Tuesday, June 3, 2014

Phantom Prey - John Sandford

In Phantom Prey, Lucas Davenport worked on two cases: 1) surveillance on the wife of Twin Cities’s largest volume cocaine dealer who had vanished after he bailed out of jail 2) the disappearance of a rich heiress and murders of her friends.

If I have to pick the weakest book in the Prey series, this is it (so far). Usually the stories have some complexity, but in this book I didn’t find it. I have read many crime fiction novels and it felt like one of those, not up to usual John Sanford standard I had expected.

I think the surveillance thing was okay, but the Frances Austin – the heiress - investigation was a little disappointing.
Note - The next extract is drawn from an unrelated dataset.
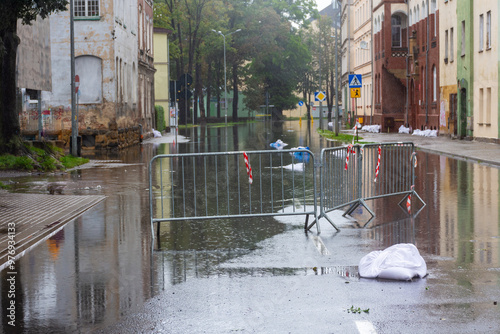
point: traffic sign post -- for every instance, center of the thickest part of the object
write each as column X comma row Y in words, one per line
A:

It was two different killers and one of them suffered schizophrenia. Years ago I read All Around The Town by Mary Higgins Clark, which I thought was great. The schizophrenia thing in Phantom Prey reminded me of that book, and since in my opinion John Sandford was a better writer than Clark, I had hoped he could have done better. And Lucas had been usually smarter.** The pace was slower than usual, so Lucas had to be shot earlier to make it more interesting.

Lucas worked on Frances Austin case because his wife Weather had asked him to. France’s mother was Weather’s friend. This made the case was not as politically important as the errands from the governor. Weather’s influence in this book was bigger, far long from the unintelligent woman who had broken the garage door in Hidden Prey. Lucas even brought her to interview a suspect. Why brought Weather if Sloan could help?

**When Lucas was looking for Fairy, he showed a photo kit of her to the Frances's friends to see if it looked like Frances and he got answers such as: "It looks a little like her, but the hair's wrong, and this woman is skinnier..." "In this picture she looks a little like Frances, but she doesn't look like her in real life. She's smaller and skinnier and darker."  Lucas should have had an idea that Fairy was someone related to Frances, especially if a homicide cop had told him earlier the same idea. He would have had solved the case much sooner.